19cから28cへ。科学的根拠に基づいた「太径化」の理由を紐解く
1990年代から2000年代にかけて、ロードバイクのタイヤは「細くて高圧」こそが正義とされていました。当時は20cや23cが標準で、中には18cや19cといった極細タイヤを愛用するプロ選手も少なくありませんでした。
「接地面が小さいほうが摩擦が少ない」「空力性能が良い」という直感的な理由が信じられていた時代です。しかし、近年の科学的な解析により、その常識は180度覆されることになります。

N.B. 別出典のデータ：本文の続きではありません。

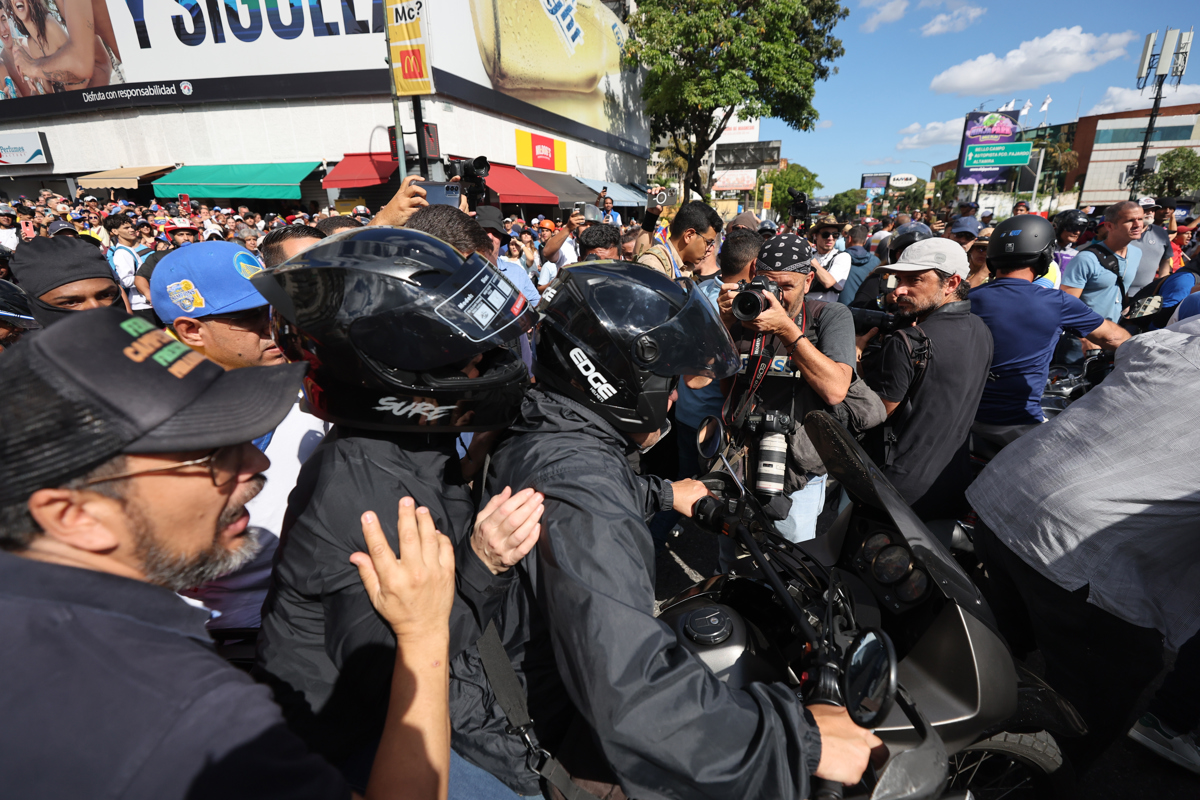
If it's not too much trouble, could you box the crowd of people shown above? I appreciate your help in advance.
[0,170,1200,800]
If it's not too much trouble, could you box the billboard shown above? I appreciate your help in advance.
[429,0,650,158]
[0,0,649,157]
[858,173,892,193]
[714,139,782,169]
[958,110,1021,186]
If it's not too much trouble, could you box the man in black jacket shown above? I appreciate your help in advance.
[857,239,992,519]
[463,263,878,800]
[254,223,542,787]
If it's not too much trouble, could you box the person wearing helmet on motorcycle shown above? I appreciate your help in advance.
[971,215,1129,445]
[451,261,878,799]
[252,225,541,784]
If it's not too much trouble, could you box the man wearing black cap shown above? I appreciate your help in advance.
[12,236,128,327]
[0,309,463,800]
[718,235,884,542]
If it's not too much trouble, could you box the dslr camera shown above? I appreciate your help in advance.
[445,156,492,211]
[732,275,784,323]
[850,306,900,336]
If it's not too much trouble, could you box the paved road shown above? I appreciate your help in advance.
[655,515,1200,800]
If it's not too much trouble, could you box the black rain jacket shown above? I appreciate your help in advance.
[451,389,821,800]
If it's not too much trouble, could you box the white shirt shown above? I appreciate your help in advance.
[805,249,852,302]
[554,236,580,269]
[182,396,330,628]
[113,245,150,311]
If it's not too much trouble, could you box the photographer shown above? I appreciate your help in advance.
[718,234,882,542]
[812,213,853,302]
[857,237,992,519]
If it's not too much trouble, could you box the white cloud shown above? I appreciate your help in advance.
[920,6,988,36]
[859,0,908,34]
[1087,84,1200,116]
[896,116,966,150]
[929,25,1138,97]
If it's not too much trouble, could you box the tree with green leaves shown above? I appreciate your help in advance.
[1139,148,1200,197]
[758,164,823,206]
[821,188,866,222]
[625,0,848,200]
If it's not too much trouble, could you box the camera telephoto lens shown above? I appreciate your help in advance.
[733,289,767,323]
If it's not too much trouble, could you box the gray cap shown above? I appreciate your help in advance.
[890,239,971,278]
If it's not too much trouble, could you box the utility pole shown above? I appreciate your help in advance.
[1129,28,1193,200]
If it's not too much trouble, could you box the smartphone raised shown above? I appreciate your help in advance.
[418,181,462,209]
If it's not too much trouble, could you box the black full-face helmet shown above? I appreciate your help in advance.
[988,213,1057,277]
[253,227,536,433]
[533,261,739,433]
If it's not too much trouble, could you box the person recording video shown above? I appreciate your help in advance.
[718,234,884,542]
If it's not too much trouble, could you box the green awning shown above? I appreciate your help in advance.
[154,161,320,200]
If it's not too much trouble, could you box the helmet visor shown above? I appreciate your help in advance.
[593,281,740,378]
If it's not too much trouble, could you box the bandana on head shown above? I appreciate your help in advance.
[756,234,816,273]
[12,236,116,327]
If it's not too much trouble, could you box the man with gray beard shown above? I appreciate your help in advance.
[0,308,463,800]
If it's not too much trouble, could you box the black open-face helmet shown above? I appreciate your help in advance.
[988,213,1057,277]
[886,222,934,264]
[533,261,739,433]
[1054,209,1091,234]
[253,221,536,433]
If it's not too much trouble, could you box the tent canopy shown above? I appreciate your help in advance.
[320,152,400,188]
[76,164,175,190]
[154,161,320,200]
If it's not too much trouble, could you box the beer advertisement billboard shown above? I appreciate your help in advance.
[0,0,649,157]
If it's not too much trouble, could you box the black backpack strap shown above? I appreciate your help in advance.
[475,620,599,800]
[883,325,934,468]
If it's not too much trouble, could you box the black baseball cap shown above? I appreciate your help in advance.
[0,307,307,503]
[475,205,512,245]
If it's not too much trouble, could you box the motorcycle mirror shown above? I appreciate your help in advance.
[841,627,896,728]
[696,416,725,458]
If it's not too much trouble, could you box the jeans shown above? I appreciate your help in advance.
[446,750,541,800]
[974,521,1161,774]
[775,474,828,542]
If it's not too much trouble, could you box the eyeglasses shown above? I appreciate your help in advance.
[84,445,244,488]
[200,306,271,332]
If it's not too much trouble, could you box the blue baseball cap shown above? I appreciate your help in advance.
[950,217,983,236]
[150,241,268,323]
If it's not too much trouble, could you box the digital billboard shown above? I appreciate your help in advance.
[958,112,1032,186]
[0,0,649,157]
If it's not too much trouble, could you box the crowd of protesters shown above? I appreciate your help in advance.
[0,169,1200,800]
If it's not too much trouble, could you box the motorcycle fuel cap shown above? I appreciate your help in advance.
[683,606,733,644]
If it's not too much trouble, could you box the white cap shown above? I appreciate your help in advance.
[888,239,971,278]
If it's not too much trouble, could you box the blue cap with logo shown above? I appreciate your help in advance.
[150,241,266,321]
[950,217,983,236]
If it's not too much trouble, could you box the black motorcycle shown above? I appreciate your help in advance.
[660,411,1086,800]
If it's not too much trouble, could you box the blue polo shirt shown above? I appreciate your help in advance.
[971,277,1111,425]
[1062,242,1141,323]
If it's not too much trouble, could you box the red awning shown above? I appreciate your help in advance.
[320,152,400,188]
[487,164,558,206]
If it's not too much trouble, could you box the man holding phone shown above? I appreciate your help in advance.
[596,186,620,228]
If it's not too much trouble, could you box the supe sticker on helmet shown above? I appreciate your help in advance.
[434,260,527,342]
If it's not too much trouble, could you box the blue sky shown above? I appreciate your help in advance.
[760,0,1200,194]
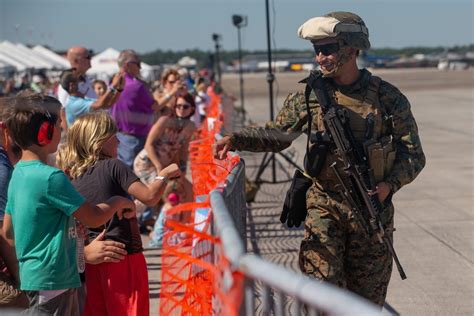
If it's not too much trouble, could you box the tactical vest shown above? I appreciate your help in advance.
[313,76,395,191]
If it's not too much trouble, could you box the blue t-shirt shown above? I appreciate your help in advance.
[66,96,96,126]
[6,160,85,291]
[0,146,13,221]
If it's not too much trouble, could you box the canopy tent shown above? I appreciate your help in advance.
[87,48,153,80]
[32,45,71,69]
[0,60,15,74]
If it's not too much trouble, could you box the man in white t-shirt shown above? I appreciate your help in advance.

意外かもしれませんが、同じ空気圧であれば、細いタイヤよりも太いタイヤの方が「転がり抵抗」は少なくなります。
細いタイヤは地面に接した際に縦長に大きく変形しますが、太いタイヤは横方向に変形が収まるため、タイヤの変形によるエネルギーロス(ヒステリシスロス)が小さくなるのです。
細いタイヤを高圧で使うと、路面の微細な凸凹で車体が跳ねてしまいます。この「跳ね」は、垂直方向へのエネルギーの逃げとなり、前方への推進力を奪います(インピーダンスロス)。
太いタイヤを適正な低圧で運用することで、路面の凹凸をタイヤが吸収し、車体とライダーを安定させてパワーロスを最小限に抑えることができます。
ディスクブレーキの普及により、フレーム設計から「ブレーキキャリパーによるタイヤ幅の制限」がなくなりました。これにより28c以上のタイヤも装着可能になり、タイヤの性能を100%引き出すための「ワイドリム」も進化しました。
最新のホイールは28cタイヤを履いたときに最も空力性能が良くなるように設計されています。
タイヤの太径化は、プロ選手だけでなく一般のサイクリストにも大きな恩恵をもたらします。
もしあなたの自転車が対応しているなら、25cから28cへ、あるいは30cへの変更を検討する価値は十分にあります。
タイヤが太くなると外径も大きくなるため、本アプリの「タイヤ周長」設定を忘れずに更新して、正確な速度・距離計算を行ってください。